There are multiple ways to filter rows based on condition in R data frame.
The following methods show how you can do it with syntax.
Method 1: Use filter() Function
library(dplyr)
df %>% filter(column > n)
Method 2: Use Logical Indexing
df[df$column > n, ]
Method 3: Use subset() Function
subset(df, column > n)
The following examples show how to filter rows based on condition in a dataframe.
Using filter() Function
Let’s see how we can use filter() function from dplyr package:
library(dplyr)
# Create dataframe
df <- data.frame(Start_date=as.Date(c("2000-05-21","1998-03-28","2001-01-19","2003-04-27","2004-11-26","2008-11-25")),
Machine_name = c("Machine1","Machine2","Machine3","Machine4","Machine5","Machine6"),
Value = c(108,99,135,95,98,105),Reading= c(110,97,91,89,80,85))
# Filter rows
filter_data <- df %>% filter(Value > 105)
# Show filter data
print(filter_data)
Output:
Start_date Machine_name Value Reading
1 2000-05-21 Machine1 108 110
2 2001-01-19 Machine3 135 91
Here the output shows a rows having Value column greater than 105 and we filterrd out this rows using filter() function.
Using Logical Indexing
Let’s see how we can filter rows using logical operator in R:
# Create dataframe
df <- data.frame(Start_date=as.Date(c("2000-05-21","1998-03-28","2001-01-19","2003-04-27","2004-11-26","2008-11-25")),
Machine_name = c("Machine1","Machine2","Machine3","Machine4","Machine5","Machine6"),
Value = c(108,99,135,95,98,105),Reading= c(110,97,91,89,80,85))

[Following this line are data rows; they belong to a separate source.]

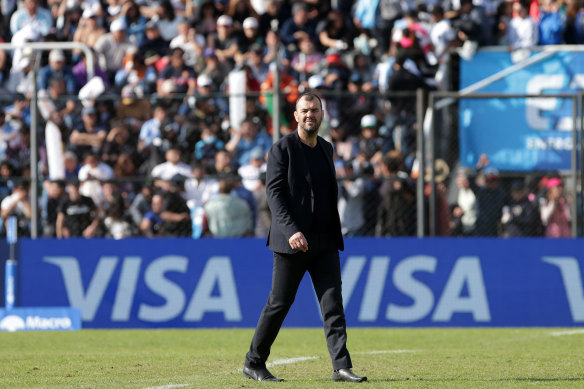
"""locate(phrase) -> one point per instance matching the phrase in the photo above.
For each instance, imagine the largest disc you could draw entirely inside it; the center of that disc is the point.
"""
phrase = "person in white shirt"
(523, 32)
(91, 175)
(172, 167)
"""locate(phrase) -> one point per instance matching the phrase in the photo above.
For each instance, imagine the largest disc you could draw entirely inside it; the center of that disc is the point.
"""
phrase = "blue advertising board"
(40, 319)
(520, 134)
(176, 283)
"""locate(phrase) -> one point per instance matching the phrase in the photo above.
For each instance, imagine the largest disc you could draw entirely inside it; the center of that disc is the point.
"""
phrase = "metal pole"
(34, 148)
(574, 167)
(432, 183)
(420, 156)
(580, 99)
(276, 98)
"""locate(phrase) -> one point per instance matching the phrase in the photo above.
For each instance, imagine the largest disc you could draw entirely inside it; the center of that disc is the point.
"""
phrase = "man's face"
(308, 114)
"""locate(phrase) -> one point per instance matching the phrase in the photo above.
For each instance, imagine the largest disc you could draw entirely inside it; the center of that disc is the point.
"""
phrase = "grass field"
(391, 358)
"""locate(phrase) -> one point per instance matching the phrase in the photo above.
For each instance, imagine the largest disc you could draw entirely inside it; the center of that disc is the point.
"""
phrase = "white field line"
(567, 332)
(287, 361)
(384, 352)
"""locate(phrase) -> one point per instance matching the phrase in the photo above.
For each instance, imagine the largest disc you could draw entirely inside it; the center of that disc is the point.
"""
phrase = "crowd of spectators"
(148, 145)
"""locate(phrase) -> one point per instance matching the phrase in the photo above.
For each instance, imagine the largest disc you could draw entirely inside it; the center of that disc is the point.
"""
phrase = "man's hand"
(298, 242)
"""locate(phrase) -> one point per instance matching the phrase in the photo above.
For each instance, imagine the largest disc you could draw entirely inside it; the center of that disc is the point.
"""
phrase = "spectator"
(118, 143)
(442, 212)
(247, 138)
(207, 147)
(176, 77)
(135, 21)
(77, 215)
(89, 30)
(555, 211)
(176, 218)
(114, 46)
(521, 216)
(223, 164)
(523, 32)
(307, 61)
(200, 187)
(250, 37)
(91, 174)
(54, 194)
(490, 200)
(574, 31)
(227, 214)
(141, 204)
(115, 223)
(226, 41)
(151, 130)
(54, 105)
(251, 172)
(298, 27)
(172, 167)
(7, 176)
(335, 32)
(192, 44)
(151, 224)
(397, 209)
(371, 145)
(351, 200)
(154, 47)
(31, 14)
(18, 204)
(465, 208)
(168, 20)
(89, 135)
(551, 23)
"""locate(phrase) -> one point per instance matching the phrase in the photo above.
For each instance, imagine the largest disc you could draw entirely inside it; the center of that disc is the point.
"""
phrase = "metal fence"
(402, 179)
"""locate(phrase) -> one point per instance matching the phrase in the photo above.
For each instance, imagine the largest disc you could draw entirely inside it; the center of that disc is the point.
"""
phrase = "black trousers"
(325, 271)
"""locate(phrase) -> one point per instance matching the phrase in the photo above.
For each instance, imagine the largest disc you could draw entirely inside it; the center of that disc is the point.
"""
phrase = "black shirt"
(78, 214)
(322, 185)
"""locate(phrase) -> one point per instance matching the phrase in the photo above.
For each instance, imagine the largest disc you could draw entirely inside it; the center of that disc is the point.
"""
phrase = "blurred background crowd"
(149, 148)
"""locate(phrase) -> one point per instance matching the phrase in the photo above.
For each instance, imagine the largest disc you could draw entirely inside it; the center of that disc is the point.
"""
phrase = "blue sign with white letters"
(142, 283)
(520, 134)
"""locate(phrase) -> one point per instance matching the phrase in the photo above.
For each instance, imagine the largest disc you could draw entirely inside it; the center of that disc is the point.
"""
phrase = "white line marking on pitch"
(288, 361)
(385, 352)
(568, 332)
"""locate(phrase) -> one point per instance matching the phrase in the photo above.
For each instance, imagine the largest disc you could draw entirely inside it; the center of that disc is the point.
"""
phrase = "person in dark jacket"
(305, 235)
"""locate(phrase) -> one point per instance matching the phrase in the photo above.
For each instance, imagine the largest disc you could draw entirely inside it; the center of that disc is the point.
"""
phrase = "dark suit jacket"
(289, 192)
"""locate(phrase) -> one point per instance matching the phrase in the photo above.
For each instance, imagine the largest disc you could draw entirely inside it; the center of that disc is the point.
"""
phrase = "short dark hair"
(308, 96)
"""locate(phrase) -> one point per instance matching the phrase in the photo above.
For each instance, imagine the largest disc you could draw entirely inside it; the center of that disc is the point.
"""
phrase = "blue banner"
(142, 283)
(40, 319)
(520, 134)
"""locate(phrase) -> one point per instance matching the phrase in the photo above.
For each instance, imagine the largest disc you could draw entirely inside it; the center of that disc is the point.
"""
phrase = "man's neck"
(307, 139)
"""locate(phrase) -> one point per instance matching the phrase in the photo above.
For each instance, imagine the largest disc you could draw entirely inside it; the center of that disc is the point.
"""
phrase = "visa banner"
(533, 134)
(177, 283)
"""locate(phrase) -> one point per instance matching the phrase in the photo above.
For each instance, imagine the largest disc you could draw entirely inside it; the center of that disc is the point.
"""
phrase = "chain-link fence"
(170, 166)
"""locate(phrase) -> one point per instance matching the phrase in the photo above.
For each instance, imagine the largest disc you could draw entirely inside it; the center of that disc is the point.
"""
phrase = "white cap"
(250, 22)
(56, 56)
(368, 121)
(315, 81)
(118, 25)
(89, 12)
(204, 80)
(224, 20)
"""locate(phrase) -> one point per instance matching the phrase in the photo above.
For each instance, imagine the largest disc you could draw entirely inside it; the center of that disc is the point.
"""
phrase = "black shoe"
(347, 375)
(259, 374)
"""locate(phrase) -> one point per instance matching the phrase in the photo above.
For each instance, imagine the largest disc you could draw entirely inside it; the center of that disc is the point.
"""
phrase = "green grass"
(394, 358)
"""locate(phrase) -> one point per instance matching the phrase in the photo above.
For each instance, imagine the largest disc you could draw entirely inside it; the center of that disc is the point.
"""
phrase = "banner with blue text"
(141, 283)
(520, 134)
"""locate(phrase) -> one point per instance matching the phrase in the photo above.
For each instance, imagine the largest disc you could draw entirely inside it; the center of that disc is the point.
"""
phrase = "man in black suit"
(305, 235)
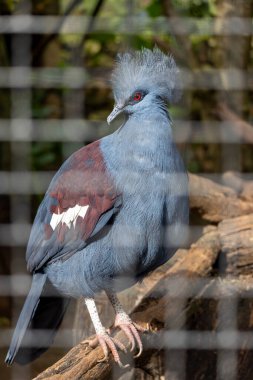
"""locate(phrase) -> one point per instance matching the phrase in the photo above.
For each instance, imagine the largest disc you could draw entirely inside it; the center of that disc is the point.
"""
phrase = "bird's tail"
(38, 322)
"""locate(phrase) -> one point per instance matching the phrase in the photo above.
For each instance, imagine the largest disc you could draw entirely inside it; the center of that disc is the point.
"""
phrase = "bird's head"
(141, 79)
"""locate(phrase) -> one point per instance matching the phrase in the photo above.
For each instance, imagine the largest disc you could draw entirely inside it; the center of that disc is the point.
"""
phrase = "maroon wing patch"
(81, 194)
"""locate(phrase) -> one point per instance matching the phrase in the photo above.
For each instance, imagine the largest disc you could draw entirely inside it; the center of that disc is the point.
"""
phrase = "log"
(244, 188)
(215, 202)
(236, 237)
(157, 307)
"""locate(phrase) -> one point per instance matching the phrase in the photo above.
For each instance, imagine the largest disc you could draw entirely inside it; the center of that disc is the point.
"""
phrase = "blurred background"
(55, 63)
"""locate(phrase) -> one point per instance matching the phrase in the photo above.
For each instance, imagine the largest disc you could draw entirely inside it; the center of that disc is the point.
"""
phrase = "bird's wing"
(80, 201)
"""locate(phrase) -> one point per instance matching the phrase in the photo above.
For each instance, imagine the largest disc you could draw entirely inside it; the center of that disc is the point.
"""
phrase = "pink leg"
(106, 342)
(124, 322)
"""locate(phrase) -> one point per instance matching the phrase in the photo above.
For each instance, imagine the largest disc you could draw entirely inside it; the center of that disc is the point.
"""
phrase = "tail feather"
(38, 323)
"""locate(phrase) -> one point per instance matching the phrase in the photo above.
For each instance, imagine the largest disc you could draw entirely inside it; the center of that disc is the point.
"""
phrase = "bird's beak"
(118, 108)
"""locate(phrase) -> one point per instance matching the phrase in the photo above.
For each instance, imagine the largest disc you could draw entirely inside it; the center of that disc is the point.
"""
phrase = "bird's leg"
(124, 322)
(102, 336)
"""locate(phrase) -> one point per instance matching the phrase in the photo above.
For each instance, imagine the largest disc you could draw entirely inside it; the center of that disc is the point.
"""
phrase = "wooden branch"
(82, 362)
(236, 239)
(242, 187)
(215, 202)
(165, 305)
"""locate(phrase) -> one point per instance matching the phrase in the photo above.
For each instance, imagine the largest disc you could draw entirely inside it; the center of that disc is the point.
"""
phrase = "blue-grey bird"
(116, 210)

# Apply condition to filter data
filter_data <- df[df$Value < 105,]
# Print filtered dataframe
print(filter_data)
Output:
Start_date Machine_name Value Reading
2 1998-03-28 Machine2 99 97
4 2003-04-27 Machine4 95 89
5 2004-11-26 Machine5 98 80
In the output it shows a rows having Value column less than 105.
Using subset() Function
You can use subset() function to filter rows of dataframe in R:
# Create dataframe
df <- data.frame(Start_date=as.Date(c("2000-05-21","1998-03-28","2001-01-19","2003-04-27","2004-11-26","2008-11-25")),
Machine_name = c("Machine1","Machine2","Machine3","Machine4","Machine5","Machine6"),
Value = c(108,99,135,95,98,105),Reading= c(110,97,91,89,80,85))
# Filter rows using subset()
filter_data <- subset(df, Reading > 90)
# Show filtered data
print(filter_data)
Output:
Start_date Machine_name Value Reading
1 2000-05-21 Machine1 108 110
2 1998-03-28 Machine2 99 97
3 2001-01-19 Machine3 135 91
Here the above output it shows a rows having Reading column greater than 90.